Ülkemizin tanınmış ekonomistlerinden Prof. Dr. Okan Veli Şafaklı ile uzman siyaset bilimci Bahçeşehir Kıbrıs Üniversitesi Rektör Yardımcısı Prof. Dr. Bülent Evre KKTC’deki seçim sistemi ve Başkanlık sistemi hakkında Kıbrıs Arena’ya açıklamalarda bulundu.
Prof. Dr. Okan Veli Şafaklı’ya göre siyasi istikrarsızlık başta ekonomik istikrarsızlık olmak üzere ülkemizdeki birçok sorunun kaynağını teşkil etmektedir. Şöyle ki, sık sık hükümetlerin değişimi yönetimde istikrarsızlık yaratmakta bu ise ekonomik istikrar için gerekli ekonomik projelerin gerçekleşmesini akamete uğratmaktadır. Bunun yanında sık sık değişen hükümetlerin değiştirdiği devlet kadroları kurumsal kapasiteyi, hafızayı ve liyakatı bertaraf etmektedir. Bunun sonucunda ortaya çıkan ise malum KKTC’dir. Şafaklı’ya göre KKTC’nin girdiği bu kısır döngüden çıkış yolu yönetimde istikrar için başkanlık sistemine geçiş veya seçim sisteminde değişiklik yapmaktan geçmektedir.
Şafaklı’nın başkanlık sistemine geçiş veya seçim sisteminde değişiklik gerektiği argümanından hareketle bu konuda uzman siyaset bilimci Bahçeşehir Kıbrıs Üniversitesi Rektör Yardımcısı Prof. Dr. Bülent Evre’nin görüşlerine başvurduk. Evre ile yapılan 11 soruluk röportajın detayları aşağıdaki gibidir:
- KKTC’de yaşadığımız istikrarsız hükümet deneyimleri hakkında ne düşünüyorsunuz?
Etkinlikten ve istikrardan uzak hükümetler, artık kronikleşmiş ve giderek ağırlaşan yapısal bir sorun haline gelmiştir.
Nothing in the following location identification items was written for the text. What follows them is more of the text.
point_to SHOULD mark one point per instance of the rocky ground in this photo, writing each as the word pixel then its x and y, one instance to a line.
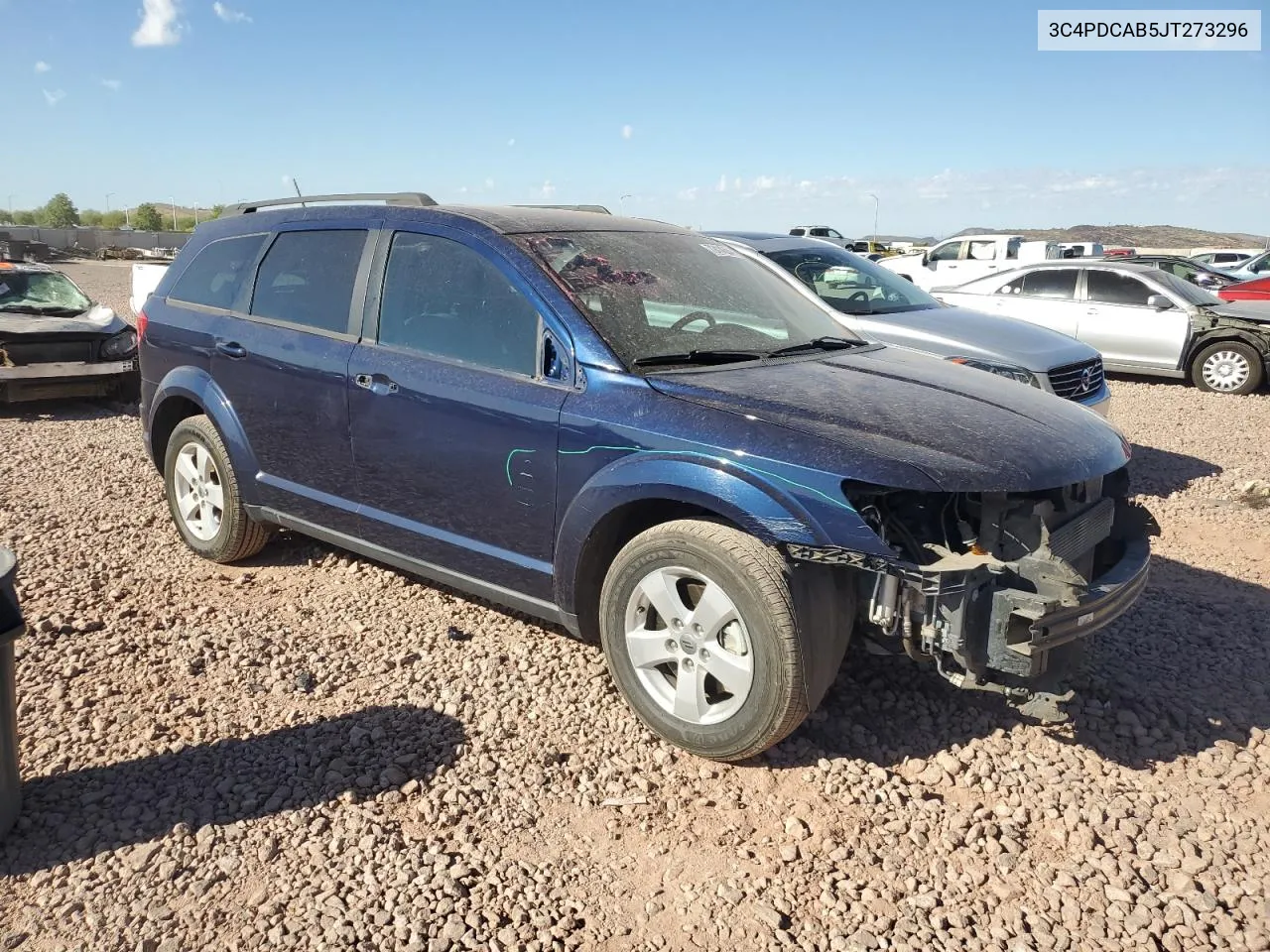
pixel 314 752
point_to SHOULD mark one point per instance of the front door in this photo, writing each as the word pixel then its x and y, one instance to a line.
pixel 1118 321
pixel 284 366
pixel 454 412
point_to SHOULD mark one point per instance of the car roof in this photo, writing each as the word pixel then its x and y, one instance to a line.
pixel 504 220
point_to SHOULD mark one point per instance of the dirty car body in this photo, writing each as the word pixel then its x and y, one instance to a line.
pixel 56 343
pixel 661 376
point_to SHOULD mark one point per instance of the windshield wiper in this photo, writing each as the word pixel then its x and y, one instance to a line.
pixel 816 344
pixel 702 357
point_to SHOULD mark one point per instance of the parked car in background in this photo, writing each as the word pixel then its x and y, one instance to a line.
pixel 960 259
pixel 1255 290
pixel 1185 268
pixel 822 231
pixel 58 343
pixel 638 431
pixel 879 304
pixel 1250 270
pixel 1223 259
pixel 1143 320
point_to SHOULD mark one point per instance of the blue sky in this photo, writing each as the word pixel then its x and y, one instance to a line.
pixel 714 114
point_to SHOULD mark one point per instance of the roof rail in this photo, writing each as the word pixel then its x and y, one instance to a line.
pixel 414 199
pixel 595 208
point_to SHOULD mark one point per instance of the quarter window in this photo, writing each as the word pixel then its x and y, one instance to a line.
pixel 444 298
pixel 308 278
pixel 1114 289
pixel 216 275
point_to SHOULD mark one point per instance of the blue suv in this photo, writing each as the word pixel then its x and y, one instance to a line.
pixel 633 430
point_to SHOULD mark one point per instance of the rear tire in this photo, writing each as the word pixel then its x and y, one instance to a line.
pixel 731 633
pixel 1227 367
pixel 203 495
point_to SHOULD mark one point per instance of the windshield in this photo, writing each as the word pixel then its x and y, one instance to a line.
pixel 1192 294
pixel 852 285
pixel 37 293
pixel 659 294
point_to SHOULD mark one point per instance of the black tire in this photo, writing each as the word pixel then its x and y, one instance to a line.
pixel 756 579
pixel 1256 370
pixel 239 536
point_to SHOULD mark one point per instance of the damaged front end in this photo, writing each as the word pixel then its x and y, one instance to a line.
pixel 997 589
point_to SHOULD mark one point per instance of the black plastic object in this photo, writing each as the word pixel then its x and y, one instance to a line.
pixel 10 629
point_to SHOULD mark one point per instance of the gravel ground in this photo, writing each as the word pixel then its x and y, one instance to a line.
pixel 314 752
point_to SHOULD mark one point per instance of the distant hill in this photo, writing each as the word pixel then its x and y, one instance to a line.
pixel 1132 235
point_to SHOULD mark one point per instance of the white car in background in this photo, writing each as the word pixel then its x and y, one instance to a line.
pixel 1143 320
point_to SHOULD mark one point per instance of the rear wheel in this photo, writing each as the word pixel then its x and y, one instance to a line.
pixel 203 495
pixel 699 635
pixel 1227 367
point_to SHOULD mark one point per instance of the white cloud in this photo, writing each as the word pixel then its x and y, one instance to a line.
pixel 159 24
pixel 230 16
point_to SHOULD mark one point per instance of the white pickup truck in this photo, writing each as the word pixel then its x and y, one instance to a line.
pixel 145 280
pixel 956 261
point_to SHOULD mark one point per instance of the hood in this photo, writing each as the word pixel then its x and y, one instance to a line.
pixel 957 331
pixel 1256 311
pixel 965 429
pixel 94 320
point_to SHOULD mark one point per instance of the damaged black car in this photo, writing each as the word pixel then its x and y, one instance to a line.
pixel 58 343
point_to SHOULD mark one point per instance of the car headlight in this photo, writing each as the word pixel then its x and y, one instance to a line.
pixel 121 344
pixel 1001 370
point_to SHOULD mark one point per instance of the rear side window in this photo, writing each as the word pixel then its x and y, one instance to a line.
pixel 308 278
pixel 216 275
pixel 1051 282
pixel 1112 289
pixel 444 298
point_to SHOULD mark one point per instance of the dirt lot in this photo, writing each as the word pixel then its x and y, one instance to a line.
pixel 314 752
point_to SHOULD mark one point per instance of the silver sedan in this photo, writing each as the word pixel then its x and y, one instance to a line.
pixel 1142 318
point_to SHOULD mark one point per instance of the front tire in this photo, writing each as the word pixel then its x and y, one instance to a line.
pixel 699 634
pixel 1227 367
pixel 203 495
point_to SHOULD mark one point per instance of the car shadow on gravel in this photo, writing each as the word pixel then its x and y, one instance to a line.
pixel 1160 472
pixel 1185 669
pixel 82 812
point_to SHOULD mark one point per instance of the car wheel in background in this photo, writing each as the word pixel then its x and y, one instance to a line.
pixel 203 495
pixel 698 630
pixel 1227 367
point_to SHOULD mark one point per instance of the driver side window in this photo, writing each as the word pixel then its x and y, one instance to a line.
pixel 445 299
pixel 951 252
Siyasal istikrarı, hem demokratik istikrar hem de hükümet istikrarı olarak düşünebiliriz. 1974 sonrası dönemde demokratikleşmeye başlayan Kıbrıslı Türkler, Güney Avrupa’da cereyan eden ve “3. Dalga” olarak adlandırılan demokratikleşme süreçleriyle aynı döneme denk düşmektedir. Bugün ulaştığımız demokrasinin niteliği konusunda eksikliklerimiz olmakla birlikte, siyasal rejim bakımından, birçok gelişmekte olan ülkeden daha ileri bir seviyededir. Bu bakımdan istikrar sorunumuz, demokratik istikrardan çok hükümet istikrarı ile ilgilidir. 1976 yılından bu yana, 44 yılda 40 Hükümet, 1983 yılından beri de 37 yılda 35 hükümet kurulmuştur. Yani 1.1 ile 1.5 yılda bir hükümet kuruyoruz. Üstelik bugün 6 partili Cumhuriyet Meclisi içerisinden yeni bir hükümetin kurulup kurulmayacağı bile belli değil. İstikrarsız hükümet sorununun olduğu bir siyasal sistemde, hükümetlerden icraat beklenemeyeceği gibi, enerjimizin büyük bir kısmını da hükümet oluşumuna ve bürokrasiye yapılacak olan atamalara harcıyoruz.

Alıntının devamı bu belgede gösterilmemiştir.